Rien ne vient à sa place dans l'homme, ni les rêves ni sa vie. Si je ferme les yeux, je commence une histoire ou je la reprends. Quelque part, dans la mémoire ou dans l'imagination. La pièce , je me la joue. Peut-être bien seul à la voir. Rien n'est à sa place, rien. Ni l'anecdote ni les années.
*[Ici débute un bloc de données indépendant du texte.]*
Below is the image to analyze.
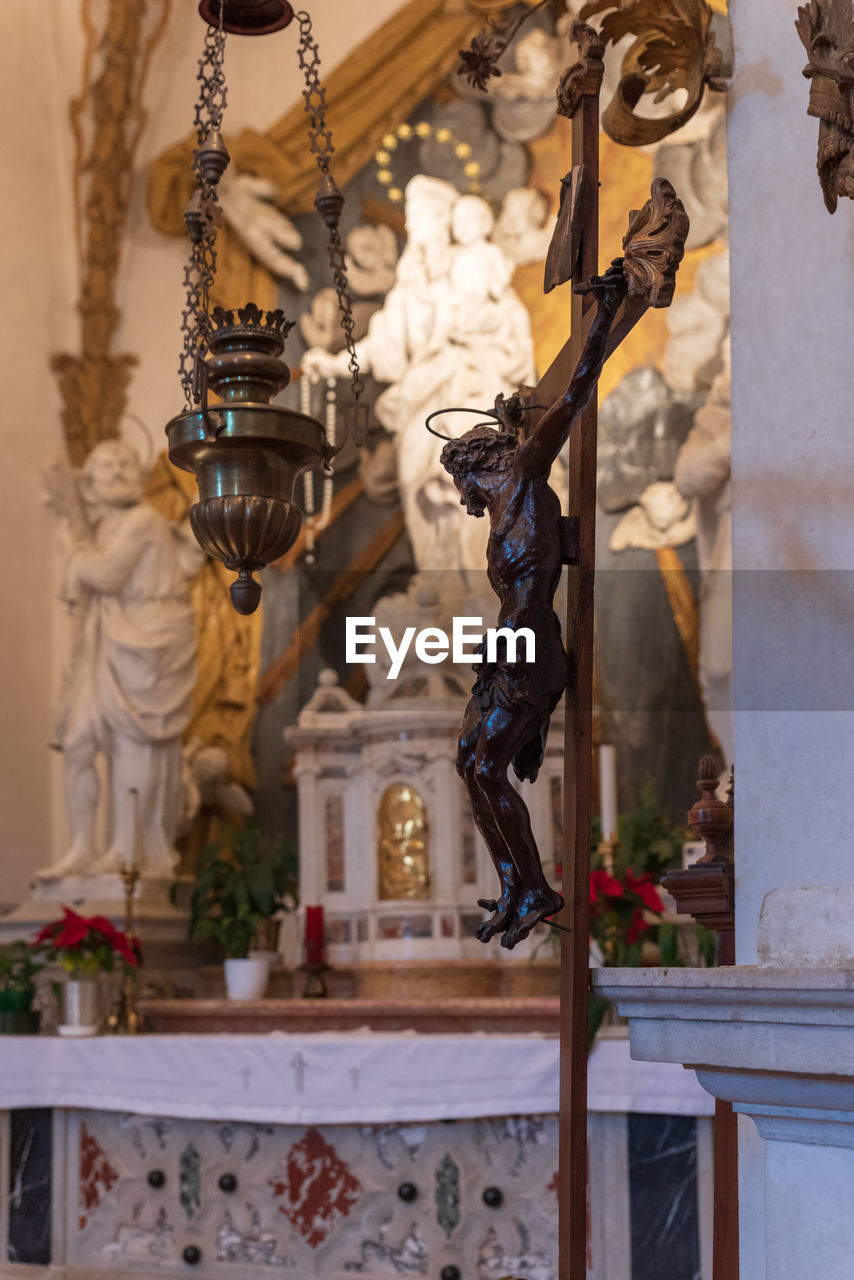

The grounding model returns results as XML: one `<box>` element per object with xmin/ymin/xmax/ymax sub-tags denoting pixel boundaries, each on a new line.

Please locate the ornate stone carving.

Ah la chronologie, la chronologie en prend un bon coup. Y mettre de l'ordre. À commencer par le commencement : je suis né en 1926. Je suis un petit meuble d'après l'Exposition des Arts Décoratifs, voilà. Tout de même, quand est-ce donc, par exemple, que j'ai rêvé toute cette affaire dans les bois vers Paris, et ce fichu bordel qui, révérence parlée, surgit les doigts dans le nez. Il n'y a pas d'ordre pour les souvenirs, on y saute à la corde des années... il ne s'agit guère de replacer les faits, j'entends les miens, dans le déroulement des septennats, qui pouvait bien être président de la République quand j'ai perdu ma virginité ? J'essaie plutôt de disposer mon passé suivant le déroulement des femmes, femmes ou pas d'ailleurs, des petites qui sont depuis devenues des femmes, mais pour compter les jours, les années, ce ne serait pas une si mauvaise façon de faire, d'aller de fille en fille. Si on pouvait se souvenir, ne pas en passer. Il n'y a pas, à toutes les époques, la même densité de points de repère. On mêle, on mêle. Par quel bout prendre ma vie, mon théâtre ? Il y a des jours, j'oublie la veille. Pour ne plus voir qu'un temps lointain, soudain réveillé. Je me dis... Qu'est-ce que je me dis ?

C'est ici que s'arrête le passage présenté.